A previous note showed that we should pay attention to what we experience on the outside – events and stimuli – and on the inside – our thoughts and feelings. Another said that we should specifically seek out anything we might be avoiding. This note predicts that we will often find ourselves too busy to do either. Finding ourselves too busy to focus on ourselves further indicates that we will benefit greatly from doing so.
Practical steps:
Block twenty minutes in your calendar on three out of the next seven days, when you will be uninterrupted. Choose a time in the middle of the day when your devices can remind you of your task.
On each of your chosen three days, spend the first fifteen minutes doing the exercise described here – go through all the people in your life and thoughts you might be avoiding about them. In the last five minutes, do the leaves on a stream exercise to defuse any painful thoughts you uncover.
Then, reflect on your experience of doing the exercise. What thoughts were you avoiding? What aspect of “busyness” helped you avoid them? What happened when you looked at/ defused your unpleasant thoughts? In the future, what kinds of busyness will tell you that you are avoiding something?

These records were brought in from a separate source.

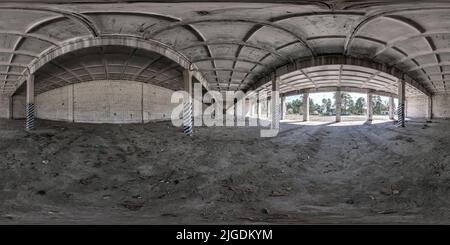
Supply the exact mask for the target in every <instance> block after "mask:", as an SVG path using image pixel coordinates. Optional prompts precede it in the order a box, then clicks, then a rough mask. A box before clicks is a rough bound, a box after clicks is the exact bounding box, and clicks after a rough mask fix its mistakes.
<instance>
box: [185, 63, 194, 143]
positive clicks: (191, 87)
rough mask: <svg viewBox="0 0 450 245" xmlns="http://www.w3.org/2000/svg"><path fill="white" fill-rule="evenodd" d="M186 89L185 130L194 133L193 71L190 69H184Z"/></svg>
mask: <svg viewBox="0 0 450 245" xmlns="http://www.w3.org/2000/svg"><path fill="white" fill-rule="evenodd" d="M183 81H184V91H185V92H186V96H187V97H186V98H184V101H183V131H184V133H186V134H188V135H190V134H192V131H193V130H192V115H193V113H192V96H193V93H192V90H193V87H192V71H190V70H188V69H184V70H183Z"/></svg>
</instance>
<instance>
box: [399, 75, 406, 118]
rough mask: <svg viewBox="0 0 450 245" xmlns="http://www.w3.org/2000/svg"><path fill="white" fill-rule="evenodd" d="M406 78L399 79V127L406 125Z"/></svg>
mask: <svg viewBox="0 0 450 245" xmlns="http://www.w3.org/2000/svg"><path fill="white" fill-rule="evenodd" d="M405 92H406V90H405V80H403V79H399V81H398V113H397V114H398V123H397V126H398V127H405V112H406V96H405Z"/></svg>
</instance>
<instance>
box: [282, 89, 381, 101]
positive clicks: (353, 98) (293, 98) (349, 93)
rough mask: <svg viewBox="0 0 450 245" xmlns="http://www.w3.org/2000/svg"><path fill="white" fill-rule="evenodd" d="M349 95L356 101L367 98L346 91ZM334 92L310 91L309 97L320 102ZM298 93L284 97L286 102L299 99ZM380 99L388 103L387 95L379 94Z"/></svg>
mask: <svg viewBox="0 0 450 245" xmlns="http://www.w3.org/2000/svg"><path fill="white" fill-rule="evenodd" d="M348 94H350V96H352V99H353V101H356V100H357V99H358V98H359V97H363V98H364V99H367V95H366V94H363V93H348ZM333 95H334V92H327V93H311V94H310V95H309V97H310V98H311V99H312V100H313V101H314V103H322V99H331V100H333ZM299 98H300V95H292V96H288V97H286V103H287V102H290V101H293V100H295V99H299ZM381 100H382V101H383V102H384V103H389V97H386V96H381Z"/></svg>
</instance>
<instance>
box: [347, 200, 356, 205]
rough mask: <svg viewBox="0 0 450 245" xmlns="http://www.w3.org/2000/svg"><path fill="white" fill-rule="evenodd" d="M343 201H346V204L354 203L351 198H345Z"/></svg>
mask: <svg viewBox="0 0 450 245" xmlns="http://www.w3.org/2000/svg"><path fill="white" fill-rule="evenodd" d="M345 203H347V204H355V201H354V200H353V199H347V200H346V201H345Z"/></svg>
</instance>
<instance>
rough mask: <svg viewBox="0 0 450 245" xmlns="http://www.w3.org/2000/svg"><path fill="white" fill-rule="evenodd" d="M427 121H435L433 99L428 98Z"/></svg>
mask: <svg viewBox="0 0 450 245" xmlns="http://www.w3.org/2000/svg"><path fill="white" fill-rule="evenodd" d="M427 119H428V120H431V119H433V97H431V96H428V105H427Z"/></svg>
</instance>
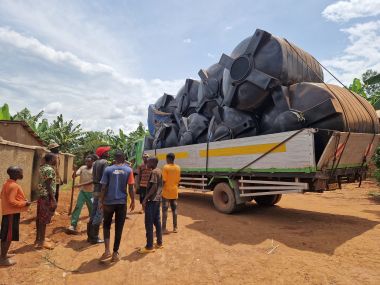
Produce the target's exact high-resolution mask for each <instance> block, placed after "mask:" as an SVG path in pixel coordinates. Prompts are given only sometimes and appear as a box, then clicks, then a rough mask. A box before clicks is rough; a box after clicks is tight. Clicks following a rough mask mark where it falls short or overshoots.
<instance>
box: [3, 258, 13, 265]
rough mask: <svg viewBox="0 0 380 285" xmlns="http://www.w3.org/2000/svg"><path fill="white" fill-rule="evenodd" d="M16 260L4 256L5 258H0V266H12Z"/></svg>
mask: <svg viewBox="0 0 380 285" xmlns="http://www.w3.org/2000/svg"><path fill="white" fill-rule="evenodd" d="M15 264H16V261H14V260H12V259H10V258H6V259H0V266H12V265H15Z"/></svg>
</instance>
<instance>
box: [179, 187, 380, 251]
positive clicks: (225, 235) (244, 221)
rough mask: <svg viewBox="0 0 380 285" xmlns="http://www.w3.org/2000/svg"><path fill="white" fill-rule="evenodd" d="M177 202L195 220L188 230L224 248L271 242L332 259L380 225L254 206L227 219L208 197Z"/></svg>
mask: <svg viewBox="0 0 380 285" xmlns="http://www.w3.org/2000/svg"><path fill="white" fill-rule="evenodd" d="M179 201H180V206H179V214H181V215H184V216H187V217H190V218H192V219H193V220H194V223H192V224H190V225H188V226H187V227H188V228H190V229H192V230H196V231H199V232H201V233H202V234H205V235H207V236H210V237H212V238H214V239H216V240H218V241H219V242H221V243H224V244H226V245H234V244H241V243H243V244H252V245H255V244H259V243H262V242H263V241H265V240H267V239H274V240H276V241H278V242H281V243H283V244H285V245H286V246H288V247H291V248H295V249H298V250H304V251H312V252H317V253H325V254H329V255H332V254H333V253H334V251H335V249H336V248H337V247H339V246H340V245H342V244H344V243H345V242H347V241H349V240H351V239H352V238H354V237H357V236H359V235H361V234H363V233H364V232H366V231H368V230H370V229H372V228H373V227H375V226H376V225H377V224H379V222H376V221H371V220H367V219H364V218H359V217H355V216H347V215H334V214H328V213H320V212H311V211H305V210H298V209H287V208H281V207H280V206H274V207H269V208H264V207H259V206H257V205H256V204H254V203H249V204H247V207H245V208H243V209H242V210H241V211H240V212H238V213H235V214H233V215H226V214H222V213H219V212H217V211H216V210H215V208H214V206H213V203H212V196H211V195H205V194H200V193H181V194H180V200H179ZM280 204H281V203H280ZM309 237H310V239H309ZM315 237H319V239H316V238H315ZM309 240H313V242H309Z"/></svg>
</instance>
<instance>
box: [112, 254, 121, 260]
mask: <svg viewBox="0 0 380 285" xmlns="http://www.w3.org/2000/svg"><path fill="white" fill-rule="evenodd" d="M119 260H120V255H119V253H118V252H114V253H113V254H112V258H111V262H118V261H119Z"/></svg>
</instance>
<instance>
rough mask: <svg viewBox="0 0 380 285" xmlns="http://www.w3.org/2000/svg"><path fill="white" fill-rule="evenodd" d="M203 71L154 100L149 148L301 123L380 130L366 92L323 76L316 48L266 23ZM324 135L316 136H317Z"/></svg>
mask: <svg viewBox="0 0 380 285" xmlns="http://www.w3.org/2000/svg"><path fill="white" fill-rule="evenodd" d="M198 74H199V77H200V80H193V79H187V80H186V82H185V84H184V86H183V87H182V88H181V89H180V90H179V91H178V93H177V95H176V96H171V95H168V94H164V95H163V96H162V97H160V98H159V99H158V100H157V102H156V103H155V104H153V105H150V106H149V112H148V126H149V132H150V135H151V136H150V137H147V138H146V141H145V149H158V148H166V147H173V146H179V145H189V144H196V143H204V142H207V141H210V142H212V141H220V140H228V139H234V138H242V137H248V136H257V135H262V134H271V133H278V132H284V131H291V130H297V129H302V128H318V129H325V130H338V131H350V132H359V133H378V132H379V124H378V119H377V116H376V113H375V110H374V109H373V107H372V106H371V105H370V104H369V103H368V102H367V101H366V100H365V99H363V98H362V97H360V96H358V95H356V94H354V93H352V92H350V91H349V90H347V89H345V88H343V87H338V86H335V85H331V84H325V83H324V82H323V72H322V69H321V66H320V65H319V64H318V62H317V61H316V60H315V59H314V58H313V57H312V56H311V55H310V54H308V53H307V52H305V51H303V50H302V49H300V48H298V47H296V46H295V45H294V44H291V43H289V42H288V41H287V40H285V39H282V38H279V37H276V36H273V35H272V34H270V33H268V32H266V31H263V30H259V29H257V30H256V32H255V33H254V35H253V36H252V37H249V38H246V39H245V40H243V41H242V42H241V43H239V44H238V45H237V46H236V48H235V49H234V50H233V51H232V53H231V55H230V56H228V55H225V54H223V55H222V56H221V59H220V61H219V63H216V64H214V65H212V66H210V67H209V68H207V69H206V70H200V71H199V73H198ZM326 136H327V135H320V136H319V137H318V136H317V139H318V140H319V141H318V142H317V144H320V145H322V144H325V143H326V140H327V139H328V138H327V137H326ZM321 148H322V146H321Z"/></svg>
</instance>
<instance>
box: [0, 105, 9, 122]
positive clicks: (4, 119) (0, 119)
mask: <svg viewBox="0 0 380 285" xmlns="http://www.w3.org/2000/svg"><path fill="white" fill-rule="evenodd" d="M10 119H11V114H10V113H9V106H8V104H7V103H5V104H4V105H3V106H2V107H0V120H7V121H8V120H10Z"/></svg>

Rajan and I eventually worked together again. When he did the preceding exercises, he found that he worried about how he would appear to his friends if he wasn’t on the Board of a major company (or did not teach at a prestigious business school) after retiring. Reflection helped him discover that he didn’t care.
He now sits on the Board of an NGO that promotes financial literacy for poor women in the region; he mentors students at a local college who aspire to work in finance; and, until Covid, traveled to visit his children.